Reputation: 2903
I am using Weka Java API. I trained a Bayesnet on an Instances object (data set) with class (label) unspecified.
/**
* Initialization
*/
Instances data = ...;
BayesNet bn = new EditableBayesNet(data);
SearchAlgorithm learner = new TAN();
SimpleEstimator estimator = new SimpleEstimator();
/**
* Training
*/
bn.initStructure();
learner.buildStructure(bn, data);
estimator.estimateCPTs(bn);
Suppose the Instances object data
has three attributes, A, B and C, and the dependency discovered is B->A, C->B.
The trained Bayesnet object bn
is not for classification (I did not specify the class attribute for data
), but I just want to calculate the joint probability of Pr(A=x, B=y). How do I get this probability from bn
?
As far as I know, the distributionForInstance
function of BayesNet
may be the closest thing to use. It returns the probability distribution of a given instance (in our case, the instances is (A=x, B=y)). To use it, I could create a new Instance
object testDataInstance
and set value A=x
and B=y
, and call distributionForInstance
with testDataInstance
.
/**
* Obtain Pr(A="x", B="y")
*/
Instance testDataInstance = new SparseInstance(3);
Instances testDataSet = new Instances(
bn.m_Instances);
testDataSet.clear();
testDataInstance.setValue(testDataSet.attribute("A"), "x");
testDataInstance.setValue(testDataSet.attribute("B"), "y");
testDataSet.add(testDataInstance);
bn.distributionForInstance(testDataSet.firstInstance());
However, to my knowledge, the probability distribution indicates probabilities of all possible values for the class attribute in the bayesnet. As I did not specify a class attribute for data
, it is unclear to me what the returned probability distribution means.
Upvotes: 0
Views: 257
Reputation: 1410
The javadoc page for distributionForInstance says that it calculates the class membership probabilities: http://weka.sourceforge.net/doc.dev/weka/classifiers/bayes/BayesNet.html#distributionForInstance-weka.core.Instance-
So, that's not what you want probably. I think you can use the getDistribution(int nTargetNode)

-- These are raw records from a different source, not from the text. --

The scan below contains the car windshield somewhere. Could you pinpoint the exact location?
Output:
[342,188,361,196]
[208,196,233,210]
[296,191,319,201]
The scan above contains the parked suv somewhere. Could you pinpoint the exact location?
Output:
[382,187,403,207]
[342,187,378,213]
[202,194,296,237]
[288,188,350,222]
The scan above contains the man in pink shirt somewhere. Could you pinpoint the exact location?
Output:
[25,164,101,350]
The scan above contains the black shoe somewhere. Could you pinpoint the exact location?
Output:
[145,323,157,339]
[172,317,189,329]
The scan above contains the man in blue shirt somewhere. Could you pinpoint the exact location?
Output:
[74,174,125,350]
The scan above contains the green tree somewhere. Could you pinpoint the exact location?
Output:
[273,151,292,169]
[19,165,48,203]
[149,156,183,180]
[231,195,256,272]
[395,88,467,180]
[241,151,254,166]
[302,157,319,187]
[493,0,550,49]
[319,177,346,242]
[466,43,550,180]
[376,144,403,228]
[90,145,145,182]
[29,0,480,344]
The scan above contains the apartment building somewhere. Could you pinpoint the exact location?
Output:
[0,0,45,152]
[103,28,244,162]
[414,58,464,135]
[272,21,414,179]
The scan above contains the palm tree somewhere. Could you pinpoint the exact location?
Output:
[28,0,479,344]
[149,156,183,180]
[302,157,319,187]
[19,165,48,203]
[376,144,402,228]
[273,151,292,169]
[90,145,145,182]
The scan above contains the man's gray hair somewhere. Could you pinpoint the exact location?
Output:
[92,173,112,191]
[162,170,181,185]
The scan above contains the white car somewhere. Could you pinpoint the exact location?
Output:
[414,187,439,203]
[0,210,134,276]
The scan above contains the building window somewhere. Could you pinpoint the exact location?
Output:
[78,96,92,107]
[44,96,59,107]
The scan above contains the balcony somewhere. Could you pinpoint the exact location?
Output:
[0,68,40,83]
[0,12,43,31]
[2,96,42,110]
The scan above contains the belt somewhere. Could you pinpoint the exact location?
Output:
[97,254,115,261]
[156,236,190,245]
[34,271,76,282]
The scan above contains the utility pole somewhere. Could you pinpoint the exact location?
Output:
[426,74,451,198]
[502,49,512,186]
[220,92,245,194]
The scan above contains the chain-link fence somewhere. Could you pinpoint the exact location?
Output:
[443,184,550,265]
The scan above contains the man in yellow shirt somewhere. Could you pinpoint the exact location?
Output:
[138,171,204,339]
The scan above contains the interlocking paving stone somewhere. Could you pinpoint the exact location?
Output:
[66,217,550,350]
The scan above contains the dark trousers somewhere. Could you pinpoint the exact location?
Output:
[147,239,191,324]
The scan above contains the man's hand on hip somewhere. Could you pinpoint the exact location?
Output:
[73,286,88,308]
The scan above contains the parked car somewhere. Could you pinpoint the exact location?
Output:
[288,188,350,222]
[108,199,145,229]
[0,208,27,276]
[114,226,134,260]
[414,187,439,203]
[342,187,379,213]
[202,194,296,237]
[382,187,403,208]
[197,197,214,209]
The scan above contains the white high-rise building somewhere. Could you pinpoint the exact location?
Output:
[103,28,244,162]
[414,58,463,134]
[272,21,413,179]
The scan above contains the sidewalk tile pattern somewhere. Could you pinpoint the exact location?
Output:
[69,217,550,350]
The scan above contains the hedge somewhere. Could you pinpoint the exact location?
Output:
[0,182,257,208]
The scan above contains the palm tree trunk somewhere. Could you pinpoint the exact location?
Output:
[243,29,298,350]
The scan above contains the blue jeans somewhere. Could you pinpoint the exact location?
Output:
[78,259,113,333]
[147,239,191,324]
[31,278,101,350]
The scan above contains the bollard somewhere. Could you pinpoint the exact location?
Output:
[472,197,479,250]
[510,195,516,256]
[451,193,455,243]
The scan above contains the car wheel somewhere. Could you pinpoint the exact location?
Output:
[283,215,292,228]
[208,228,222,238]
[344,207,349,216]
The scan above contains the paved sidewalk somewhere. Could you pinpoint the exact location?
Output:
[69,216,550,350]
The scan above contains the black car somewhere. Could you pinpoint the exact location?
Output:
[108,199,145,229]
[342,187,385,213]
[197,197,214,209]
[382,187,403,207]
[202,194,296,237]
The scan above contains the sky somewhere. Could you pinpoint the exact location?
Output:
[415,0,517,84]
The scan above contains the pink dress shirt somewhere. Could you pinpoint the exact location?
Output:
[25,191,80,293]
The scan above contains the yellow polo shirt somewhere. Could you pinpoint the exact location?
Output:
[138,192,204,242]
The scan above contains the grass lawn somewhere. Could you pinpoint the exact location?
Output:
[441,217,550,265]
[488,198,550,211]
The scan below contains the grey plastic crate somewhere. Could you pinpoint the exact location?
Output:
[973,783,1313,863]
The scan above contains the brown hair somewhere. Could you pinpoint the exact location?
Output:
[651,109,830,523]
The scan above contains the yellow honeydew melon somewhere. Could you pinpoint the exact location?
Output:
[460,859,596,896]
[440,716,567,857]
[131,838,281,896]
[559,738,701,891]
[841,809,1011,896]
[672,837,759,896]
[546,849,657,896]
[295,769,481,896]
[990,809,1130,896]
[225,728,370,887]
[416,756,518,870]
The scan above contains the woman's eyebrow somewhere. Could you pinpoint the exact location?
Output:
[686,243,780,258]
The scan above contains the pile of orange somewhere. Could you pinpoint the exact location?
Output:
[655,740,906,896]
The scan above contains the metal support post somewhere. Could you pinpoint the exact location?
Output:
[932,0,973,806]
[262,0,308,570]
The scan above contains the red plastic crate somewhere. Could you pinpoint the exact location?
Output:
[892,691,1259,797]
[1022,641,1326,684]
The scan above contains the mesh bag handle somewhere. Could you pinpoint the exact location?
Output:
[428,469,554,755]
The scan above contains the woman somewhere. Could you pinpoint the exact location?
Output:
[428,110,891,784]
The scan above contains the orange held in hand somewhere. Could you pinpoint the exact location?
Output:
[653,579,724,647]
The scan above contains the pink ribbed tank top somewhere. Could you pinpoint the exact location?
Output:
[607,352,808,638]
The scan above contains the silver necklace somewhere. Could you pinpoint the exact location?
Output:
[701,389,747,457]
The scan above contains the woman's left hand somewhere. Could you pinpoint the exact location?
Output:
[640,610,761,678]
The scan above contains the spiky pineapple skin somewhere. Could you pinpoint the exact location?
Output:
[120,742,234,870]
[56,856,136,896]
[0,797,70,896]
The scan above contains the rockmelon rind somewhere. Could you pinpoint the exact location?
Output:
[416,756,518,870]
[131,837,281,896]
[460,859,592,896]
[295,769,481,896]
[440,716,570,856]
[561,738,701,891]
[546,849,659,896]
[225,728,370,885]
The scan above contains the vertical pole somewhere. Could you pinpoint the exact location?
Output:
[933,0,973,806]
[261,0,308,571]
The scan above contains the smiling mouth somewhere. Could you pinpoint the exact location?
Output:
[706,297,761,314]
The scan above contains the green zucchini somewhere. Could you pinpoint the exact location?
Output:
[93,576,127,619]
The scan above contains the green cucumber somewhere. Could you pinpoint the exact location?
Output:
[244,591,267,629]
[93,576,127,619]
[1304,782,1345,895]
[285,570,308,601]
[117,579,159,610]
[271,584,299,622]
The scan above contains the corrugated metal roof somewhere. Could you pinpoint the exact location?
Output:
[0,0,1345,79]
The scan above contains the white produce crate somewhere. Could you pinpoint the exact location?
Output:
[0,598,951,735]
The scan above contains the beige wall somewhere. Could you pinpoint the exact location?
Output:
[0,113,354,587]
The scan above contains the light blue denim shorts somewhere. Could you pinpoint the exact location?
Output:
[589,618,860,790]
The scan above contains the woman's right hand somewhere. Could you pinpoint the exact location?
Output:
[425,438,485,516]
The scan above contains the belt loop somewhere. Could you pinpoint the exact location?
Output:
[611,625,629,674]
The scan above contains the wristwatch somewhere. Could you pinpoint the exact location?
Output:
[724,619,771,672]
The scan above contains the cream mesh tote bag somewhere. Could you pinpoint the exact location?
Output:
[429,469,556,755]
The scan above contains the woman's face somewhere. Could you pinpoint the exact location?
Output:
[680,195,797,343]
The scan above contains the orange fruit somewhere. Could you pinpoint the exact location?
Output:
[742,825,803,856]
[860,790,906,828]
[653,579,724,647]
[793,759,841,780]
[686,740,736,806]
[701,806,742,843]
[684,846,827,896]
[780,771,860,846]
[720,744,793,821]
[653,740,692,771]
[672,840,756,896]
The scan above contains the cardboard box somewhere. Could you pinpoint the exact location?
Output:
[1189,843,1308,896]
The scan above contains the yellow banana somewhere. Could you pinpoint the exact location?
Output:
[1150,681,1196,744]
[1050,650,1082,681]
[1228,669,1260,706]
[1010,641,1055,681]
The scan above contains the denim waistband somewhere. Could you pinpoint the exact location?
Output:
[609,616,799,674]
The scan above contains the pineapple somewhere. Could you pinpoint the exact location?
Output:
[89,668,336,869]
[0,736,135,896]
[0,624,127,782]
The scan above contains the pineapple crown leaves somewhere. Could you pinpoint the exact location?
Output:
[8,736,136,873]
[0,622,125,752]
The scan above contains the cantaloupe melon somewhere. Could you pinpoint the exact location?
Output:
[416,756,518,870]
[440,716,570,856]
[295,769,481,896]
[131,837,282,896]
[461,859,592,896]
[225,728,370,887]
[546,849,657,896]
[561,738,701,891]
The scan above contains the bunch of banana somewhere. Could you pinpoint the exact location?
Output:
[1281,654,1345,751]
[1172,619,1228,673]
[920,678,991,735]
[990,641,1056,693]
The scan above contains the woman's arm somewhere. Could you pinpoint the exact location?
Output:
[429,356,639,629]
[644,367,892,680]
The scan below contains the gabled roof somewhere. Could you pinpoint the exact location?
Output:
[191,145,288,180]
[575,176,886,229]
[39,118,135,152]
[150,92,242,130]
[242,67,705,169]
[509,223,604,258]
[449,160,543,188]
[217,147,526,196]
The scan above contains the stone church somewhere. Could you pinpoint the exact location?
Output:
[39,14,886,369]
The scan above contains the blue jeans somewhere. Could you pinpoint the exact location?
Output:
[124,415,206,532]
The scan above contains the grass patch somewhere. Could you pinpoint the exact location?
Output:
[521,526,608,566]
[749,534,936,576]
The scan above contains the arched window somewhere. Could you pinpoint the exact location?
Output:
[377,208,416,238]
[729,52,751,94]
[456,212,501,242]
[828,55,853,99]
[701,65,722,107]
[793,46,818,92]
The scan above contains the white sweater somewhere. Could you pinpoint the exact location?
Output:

or getDistribution(java.lang.String sName)
to achieve your answer.
P(A=x, B=y) can be calculated as follows,
P(A=x|B=y) = P(A=x, B=y)/P(B=y), which implies,
P(A=x, B=y) = P(A=x|B=y)*P(B=y)
Here is a pseudocode which illustrates my approach,
double[][] AP = bn.getDistribution("A"); // gives P(A|B) table
double[][] BP = bn.getDistribution("B"); // gives P(B|C) table
double BPy = 0;
// I am assuming x,y to be ints, but if they are not,
// there should be some way of calculating BP[0][y] or AP[y][x]
// BP[0][y] represents P(B=y) and AP[y][x] represents P(A=x|B=y)
for(int i=0;i<BP.length;i++){
BPy+=BP[0][y];
}
//BPy now contains probability of P(B=y)
System.out.println(AP[y][x]*BPy)
Upvotes: 1